6 juin 2024 : regard sur deux élections, aux résultats encourageants
Avant les européennes du 9 juin, que nous commenterons prochainement, L’actualité récente a été marquée par plusieurs élections importantes. Deux d’entre elles ont retenu notre attention.
Après des années de conflits autour de la question de l’indépendance, les tenants du maintien de la Catalogne dans le giron espagnol l’emportent mais insuffisamment pour former facilement un gouvernement.
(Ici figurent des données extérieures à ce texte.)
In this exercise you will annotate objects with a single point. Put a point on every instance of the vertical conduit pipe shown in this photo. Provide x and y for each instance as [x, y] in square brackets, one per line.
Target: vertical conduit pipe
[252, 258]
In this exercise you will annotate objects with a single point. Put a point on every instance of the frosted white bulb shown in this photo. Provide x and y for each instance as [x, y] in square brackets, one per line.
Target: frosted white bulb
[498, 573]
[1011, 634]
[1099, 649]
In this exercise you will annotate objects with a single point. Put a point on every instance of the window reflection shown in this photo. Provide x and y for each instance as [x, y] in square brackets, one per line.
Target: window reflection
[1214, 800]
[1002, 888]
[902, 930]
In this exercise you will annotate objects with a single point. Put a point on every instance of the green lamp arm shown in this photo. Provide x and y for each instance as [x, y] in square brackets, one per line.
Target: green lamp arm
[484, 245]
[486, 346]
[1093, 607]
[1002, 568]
La Catalogne a voté le 12 mai, en donnant l’avantage au PSC, le parti socialiste catalan, que dirige Salvador Illa. Le PSC a obtenu 42 sièges, soit 9 de plus que lors du précédent scrutin .Junts per Catalunya ( Ensemble pour la Catalogne), un parti indépendantiste de centre-droit, arrive en deuxième position avec 35 sièges, les indépendantistes de gauche de l’ERC ( Esquerra Republicana de Catalunya, la Gauche républicaine de Catalogne), reculent de 33 sièges à 20. Ils sont en troisième position, suivi par le PP ( le Parti populaire, conservateur et hostile au mouvement indépendantiste) qui obtient 15 sièges contre 3 précédemment. Vox, représentant le courant d’extrême droite, obtient 11 sièges (un autre parti d’extrême droite mais indépendantiste, en obtient deux. L’extrême gauche recule et ses deux partis (la CUP et Sumar-Comunes) occupent les 10 sièges restant….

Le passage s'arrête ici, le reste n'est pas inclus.